Self-driving tests need to be regulated

I’ve been unapologetic in my criticism of the dominant view among technologists that self-driving vehicles will take over streets in a matter of years and have challenged the idea that they represent the future of urban transportation at all. This week, those same people were out in force pointing out the unacceptably high number of fatalities from human-driven vehicles and asserting that self-driving vehicles are safer without any proof to back themselves up.

Even though I’m skeptical of autonomous driving technology, I accept that it will likely reach a point where it will be safer than human drivers, but I don’t accept that we’re already there. Maybe Waymo and GM are nearing that point, though I don’t think we have enough information to make such a determination. However, to say that Uber has reached that point is not just to be dishonest, but to put tech worship ahead of people’s lives.

Nearly 40,000 people died on US roads last year, including almost 6,000 pedestrians, and the vehicle fatality rate in the US is nearly 40 percent higher than in Canada and Australia; but that doesn’t just mean that self-driving vehicles are safer. For every traffic fatality in 2016, there were approximately 86 million miles (138.4 million km) driven by humans, yet self-driving vehicles have not driven nearly that many, and Uber’s vehicles have driven somewhere north of two million miles (3.2 million km). That does not make vehicles driven by autonomous systems safer than vehicles driven by humans.

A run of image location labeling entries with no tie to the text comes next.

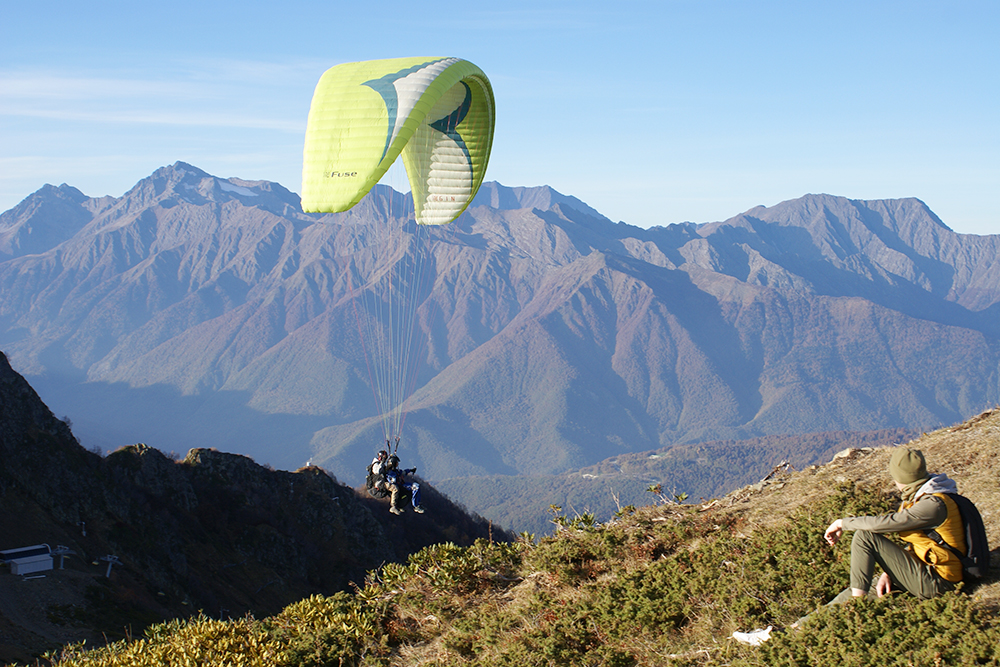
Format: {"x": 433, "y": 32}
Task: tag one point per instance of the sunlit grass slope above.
{"x": 658, "y": 585}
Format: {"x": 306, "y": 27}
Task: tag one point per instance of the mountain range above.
{"x": 147, "y": 538}
{"x": 196, "y": 311}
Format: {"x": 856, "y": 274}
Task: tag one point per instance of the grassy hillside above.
{"x": 658, "y": 585}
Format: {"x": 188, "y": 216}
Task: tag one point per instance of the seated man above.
{"x": 925, "y": 568}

The death of a pedestrian by Uber’s self-driving vehicle is tragic and should never have happened, but now that it has, it needs to be used as a wake-up call to force politicians to enact stricter safety regulations to govern autonomous vehicle testing. Some companies may be putting a lot of consideration into how to keep people safe, but it’s clear that not all are, and those vehicles can’t be allowed on public roads based on big promises from tech CEOs and their marketing departments that don’t reflect the on-the-ground reality.

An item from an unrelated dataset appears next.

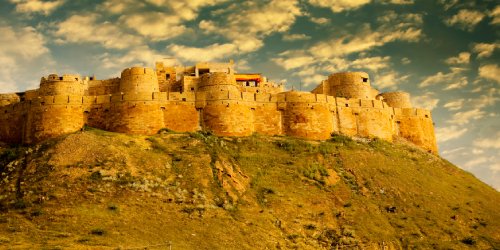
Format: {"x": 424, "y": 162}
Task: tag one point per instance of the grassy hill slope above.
{"x": 102, "y": 190}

San Francisco announced an initiative to get companies to show autonomous vehicles to city officials to prove they’re safe before they go on public roads, but it’s voluntary. I’m not the expert to say what the safety regulations should look like, though they should include strict reporting standards and having to prove autonomous systems are safe before they have to navigate other vehicles, pedestrians, cyclists, etc. What is absolutely clear is that the status quo cannot continue.